Premarket Approval (PMA)

Note: This medical device record is a PMA supplement. A supplement may have changed the device description/function or indication from that approved in the original PMA. Be sure to look at the original PMA record for more information.
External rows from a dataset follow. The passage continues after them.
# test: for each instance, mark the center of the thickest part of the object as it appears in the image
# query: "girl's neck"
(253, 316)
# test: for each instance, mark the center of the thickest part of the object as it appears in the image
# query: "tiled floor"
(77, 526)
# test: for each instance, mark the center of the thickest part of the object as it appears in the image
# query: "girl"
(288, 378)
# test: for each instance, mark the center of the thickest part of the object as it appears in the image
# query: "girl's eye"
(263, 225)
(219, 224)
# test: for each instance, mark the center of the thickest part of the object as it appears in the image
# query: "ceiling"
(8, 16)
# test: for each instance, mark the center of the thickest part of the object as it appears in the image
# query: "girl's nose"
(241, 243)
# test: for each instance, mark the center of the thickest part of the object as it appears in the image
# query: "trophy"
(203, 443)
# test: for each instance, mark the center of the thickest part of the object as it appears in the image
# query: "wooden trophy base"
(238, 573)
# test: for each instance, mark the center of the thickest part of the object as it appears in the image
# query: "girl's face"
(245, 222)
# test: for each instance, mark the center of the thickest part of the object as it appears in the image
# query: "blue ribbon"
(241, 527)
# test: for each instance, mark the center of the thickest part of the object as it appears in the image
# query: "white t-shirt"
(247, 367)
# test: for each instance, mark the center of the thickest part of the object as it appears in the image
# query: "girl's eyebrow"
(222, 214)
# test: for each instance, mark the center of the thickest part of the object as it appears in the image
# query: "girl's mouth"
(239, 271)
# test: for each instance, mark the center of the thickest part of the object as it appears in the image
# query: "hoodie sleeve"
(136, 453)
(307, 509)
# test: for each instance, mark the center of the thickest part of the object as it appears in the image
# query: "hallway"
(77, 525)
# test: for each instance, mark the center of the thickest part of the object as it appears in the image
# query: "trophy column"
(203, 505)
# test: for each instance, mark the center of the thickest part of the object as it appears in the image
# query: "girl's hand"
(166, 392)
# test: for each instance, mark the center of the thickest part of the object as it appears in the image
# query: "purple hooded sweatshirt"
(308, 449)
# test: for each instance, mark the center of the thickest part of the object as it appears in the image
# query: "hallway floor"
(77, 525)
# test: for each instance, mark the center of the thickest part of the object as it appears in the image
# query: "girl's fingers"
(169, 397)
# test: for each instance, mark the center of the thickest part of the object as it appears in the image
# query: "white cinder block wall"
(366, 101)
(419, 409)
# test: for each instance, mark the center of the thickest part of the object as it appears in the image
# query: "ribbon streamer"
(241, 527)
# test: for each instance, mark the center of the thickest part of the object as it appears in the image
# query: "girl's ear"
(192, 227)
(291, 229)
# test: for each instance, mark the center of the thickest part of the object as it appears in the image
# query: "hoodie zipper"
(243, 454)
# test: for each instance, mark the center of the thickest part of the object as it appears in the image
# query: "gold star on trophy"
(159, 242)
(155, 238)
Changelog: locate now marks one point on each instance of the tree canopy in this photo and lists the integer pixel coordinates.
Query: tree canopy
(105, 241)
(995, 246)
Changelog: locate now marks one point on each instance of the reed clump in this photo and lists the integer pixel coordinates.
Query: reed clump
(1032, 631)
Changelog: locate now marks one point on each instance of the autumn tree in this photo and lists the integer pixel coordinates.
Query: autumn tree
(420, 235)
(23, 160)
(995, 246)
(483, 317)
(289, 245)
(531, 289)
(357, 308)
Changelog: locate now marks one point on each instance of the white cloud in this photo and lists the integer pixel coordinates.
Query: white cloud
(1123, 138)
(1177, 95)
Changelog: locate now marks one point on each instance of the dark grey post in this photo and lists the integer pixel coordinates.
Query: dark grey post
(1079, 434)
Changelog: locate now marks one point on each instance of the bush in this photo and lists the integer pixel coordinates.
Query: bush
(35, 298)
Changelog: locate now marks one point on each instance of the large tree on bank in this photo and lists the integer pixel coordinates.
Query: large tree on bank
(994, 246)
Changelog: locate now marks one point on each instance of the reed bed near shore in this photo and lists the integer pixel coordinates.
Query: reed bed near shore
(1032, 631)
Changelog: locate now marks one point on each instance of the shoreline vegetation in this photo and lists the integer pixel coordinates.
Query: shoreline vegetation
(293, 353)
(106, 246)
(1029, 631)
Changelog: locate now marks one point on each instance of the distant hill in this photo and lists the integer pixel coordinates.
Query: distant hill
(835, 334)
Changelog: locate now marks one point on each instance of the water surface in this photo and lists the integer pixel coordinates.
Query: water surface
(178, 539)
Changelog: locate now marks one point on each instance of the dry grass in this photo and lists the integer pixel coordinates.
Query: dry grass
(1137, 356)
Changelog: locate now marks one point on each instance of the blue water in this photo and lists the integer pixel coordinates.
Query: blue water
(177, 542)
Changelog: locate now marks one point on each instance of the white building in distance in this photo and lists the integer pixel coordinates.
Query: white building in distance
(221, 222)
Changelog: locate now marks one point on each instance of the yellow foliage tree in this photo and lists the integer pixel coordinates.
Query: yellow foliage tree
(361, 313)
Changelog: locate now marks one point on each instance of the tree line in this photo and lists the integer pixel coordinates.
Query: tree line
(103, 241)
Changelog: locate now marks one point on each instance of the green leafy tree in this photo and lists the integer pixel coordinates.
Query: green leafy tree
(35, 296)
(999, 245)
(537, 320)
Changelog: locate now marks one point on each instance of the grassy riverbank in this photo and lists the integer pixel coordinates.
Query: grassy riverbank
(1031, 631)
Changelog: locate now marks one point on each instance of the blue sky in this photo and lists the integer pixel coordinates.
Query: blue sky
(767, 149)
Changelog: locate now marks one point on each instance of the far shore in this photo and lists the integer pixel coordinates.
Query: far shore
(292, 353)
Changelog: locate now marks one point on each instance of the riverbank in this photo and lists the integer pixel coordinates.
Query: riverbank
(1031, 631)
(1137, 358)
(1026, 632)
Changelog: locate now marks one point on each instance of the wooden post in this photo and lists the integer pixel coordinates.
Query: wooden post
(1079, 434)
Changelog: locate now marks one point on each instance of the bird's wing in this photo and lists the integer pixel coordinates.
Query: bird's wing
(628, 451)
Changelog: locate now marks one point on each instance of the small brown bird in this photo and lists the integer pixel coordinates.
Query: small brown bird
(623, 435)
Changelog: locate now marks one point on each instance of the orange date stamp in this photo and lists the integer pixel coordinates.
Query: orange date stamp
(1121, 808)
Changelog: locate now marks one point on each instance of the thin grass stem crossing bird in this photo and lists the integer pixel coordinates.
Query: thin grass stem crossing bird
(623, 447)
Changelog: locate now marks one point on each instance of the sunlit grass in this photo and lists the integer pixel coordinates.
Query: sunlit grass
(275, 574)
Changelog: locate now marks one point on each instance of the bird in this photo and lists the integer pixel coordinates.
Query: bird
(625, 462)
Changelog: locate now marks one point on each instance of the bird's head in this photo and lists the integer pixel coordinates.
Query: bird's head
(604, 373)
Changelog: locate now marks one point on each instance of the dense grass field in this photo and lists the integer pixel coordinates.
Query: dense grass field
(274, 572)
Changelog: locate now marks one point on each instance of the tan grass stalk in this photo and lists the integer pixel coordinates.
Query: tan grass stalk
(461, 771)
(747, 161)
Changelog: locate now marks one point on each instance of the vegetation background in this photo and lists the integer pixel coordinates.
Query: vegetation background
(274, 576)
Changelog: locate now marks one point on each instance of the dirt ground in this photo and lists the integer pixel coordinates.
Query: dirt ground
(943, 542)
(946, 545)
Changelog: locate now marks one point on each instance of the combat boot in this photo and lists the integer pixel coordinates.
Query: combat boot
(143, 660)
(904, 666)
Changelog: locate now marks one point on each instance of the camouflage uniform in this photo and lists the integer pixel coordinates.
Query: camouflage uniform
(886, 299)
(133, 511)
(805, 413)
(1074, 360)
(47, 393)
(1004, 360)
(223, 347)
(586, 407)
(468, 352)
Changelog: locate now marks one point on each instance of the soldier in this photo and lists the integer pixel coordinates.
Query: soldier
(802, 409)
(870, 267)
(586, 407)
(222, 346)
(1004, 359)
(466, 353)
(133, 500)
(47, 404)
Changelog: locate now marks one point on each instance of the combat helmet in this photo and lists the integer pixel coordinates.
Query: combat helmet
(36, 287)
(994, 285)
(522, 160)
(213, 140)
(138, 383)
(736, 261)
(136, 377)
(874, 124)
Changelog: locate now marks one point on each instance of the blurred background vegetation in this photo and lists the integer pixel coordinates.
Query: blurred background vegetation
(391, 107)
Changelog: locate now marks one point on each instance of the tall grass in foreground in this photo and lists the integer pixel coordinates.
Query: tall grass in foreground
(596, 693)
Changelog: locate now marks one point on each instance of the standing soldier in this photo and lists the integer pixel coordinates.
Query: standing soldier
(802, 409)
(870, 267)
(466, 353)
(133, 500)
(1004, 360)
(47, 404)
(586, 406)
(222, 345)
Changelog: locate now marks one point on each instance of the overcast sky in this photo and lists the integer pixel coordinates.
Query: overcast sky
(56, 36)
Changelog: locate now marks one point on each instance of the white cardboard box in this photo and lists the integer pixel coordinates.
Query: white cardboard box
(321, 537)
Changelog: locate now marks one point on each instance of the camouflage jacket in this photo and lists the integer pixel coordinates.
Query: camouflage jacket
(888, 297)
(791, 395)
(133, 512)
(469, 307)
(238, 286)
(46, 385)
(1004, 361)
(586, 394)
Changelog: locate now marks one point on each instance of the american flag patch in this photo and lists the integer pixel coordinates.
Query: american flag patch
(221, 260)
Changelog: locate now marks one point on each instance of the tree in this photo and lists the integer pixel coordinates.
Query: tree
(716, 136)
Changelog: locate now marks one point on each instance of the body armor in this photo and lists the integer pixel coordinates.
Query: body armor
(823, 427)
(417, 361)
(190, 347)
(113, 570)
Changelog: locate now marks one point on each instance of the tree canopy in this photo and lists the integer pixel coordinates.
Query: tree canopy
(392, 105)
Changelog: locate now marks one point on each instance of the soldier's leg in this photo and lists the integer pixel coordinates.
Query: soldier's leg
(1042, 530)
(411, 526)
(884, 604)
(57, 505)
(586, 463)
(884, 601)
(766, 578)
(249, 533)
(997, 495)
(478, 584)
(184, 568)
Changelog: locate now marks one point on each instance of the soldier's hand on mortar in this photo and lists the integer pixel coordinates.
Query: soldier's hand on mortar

• Device: EDP 30 EXTERNAL DUAL CHAMBER PACEMAKER
• Generic Name: permanent pacemaker Electrode
• Applicant: BIOTRONIK, INC.; 6024 Jean Road; Lake Oswego, OR 97035
• PMA Number: P950037
• Supplement Number: S021
• Date Received: 07/27/2001
• Decision Date: 09/10/2001
• Product Codes: DTB DXY
• Advisory Committee: Cardiovascular
• Supplement Type: Normal 180 Day Track
• Supplement Reason: Change Design/Components/Specifications/Material
• Expedited Review Granted?: No
• Combination Product: No

Approval Order Statement  
APPROVAL FOR THE EXTERNAL DUAL-CHAMBER PACEMAKER MODELS EDP 30. THE DEVICE, AS MODIFIED, WILL BE MARKETED UNDER THE TRADE NAME EDP 30 AND IS INDICATED FOR: 1) TEMPORARY TREATMENT OF ARRHYTHMIAS AND HEART BLOCK; 2) PRE-, INTRA-, AND POSTOPERATIVE TEMPORARY STIMULATION OF PATIENTS UNDERGOING CARDIAC SURGERY; 3) PROPHYLACTIC PACING FOR PREVENTION OF ARRHYTHMIAS, AND 4) EMERGENCY PACING.